In the Phase I period, Sentient upgraded its DigitalClone for Additive Manufacturing (AM) technology and successfully demonstrated and validated its “Process model” and “Microstructure model” for simulating metal AM processes. Sentient has partnered with University of Nebraska – Lincoln for model validation.
Specifically, Sentient has implemented a new “Process model” to predict part-level residual stress and distortion for parts built using AM processes. The new model shows high simulation efficiency and accuracy. In addition, Sentient has improved the simulation speed of its “Microstructure model” by 100% for predicting the grain structure and porosity.
The proposed DigitalClone for Additive Manufacturing (DCAM) simulation suite will fill the technical gap NASA is currently facing, and meet NASA’s requirement very well.

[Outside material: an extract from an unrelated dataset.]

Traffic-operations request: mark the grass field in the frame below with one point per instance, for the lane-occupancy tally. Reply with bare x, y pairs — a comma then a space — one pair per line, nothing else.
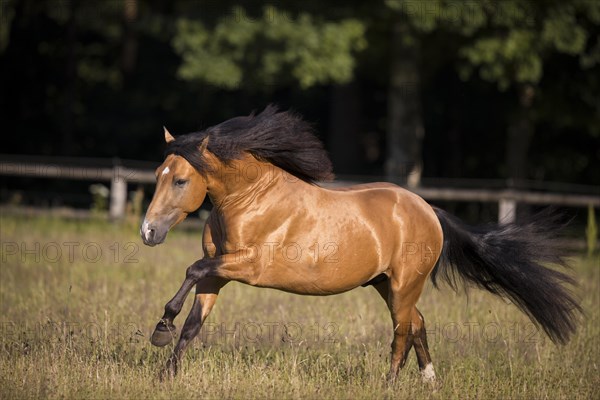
78, 302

The proposed solution allows NASA to: 1) simulate the part-level distortion and residual stress with respect to various key process parameters; 2) simulate the microstructure of as-built AM components with respect to key parameters and locations of interest; and 3) simulate the fatigue performance of as-built AM components at specific mechanical loading conditions. This physics-based simulation suite has been well demonstrated in different AM platforms (i.e. powder bed fusion and direct energy deposition) and several alloys systems that NASA is interested in. Those materials include Inconel 625, Inconel 718, 17-4 PH, 15-5 PH stainless steel, Ti64, and AlSi10Mg alloy. Additionally, the simulation suite can be applied to any new alloy with minimum calibration needed. This physics-based simulation suite directly benefits NASA via allowing computational testing for new component design, new materials, and new process, which will significantly reduce cost and time compared to conventional physical testing.
In the Phase II effort, Sentient will focus on developing of prototype software and further validating different materials and components.
NASA is currently on a path to implement additive processes in space flight systems. The technology developed under this STTR will help NASA to successfully build components (e.g. MOXIE, SHERLOC, ion engines and other spacecraft structural) using additive manufacturing process at minimal cost and time. Relevant personnel in NASA Jet Propulsion Laboratory (JPL) have showed a strong interest in using the developed technology.
The proposed software module will enable designers, AM suppliers, and operators/purchasers of AM components to expand their implementation of their strategies to take advantage of AM technology. Our initial target list includes customers in aerospace and defense that have ongoing AM initiatives and have already expressed some level of interest in our physics-based solutions.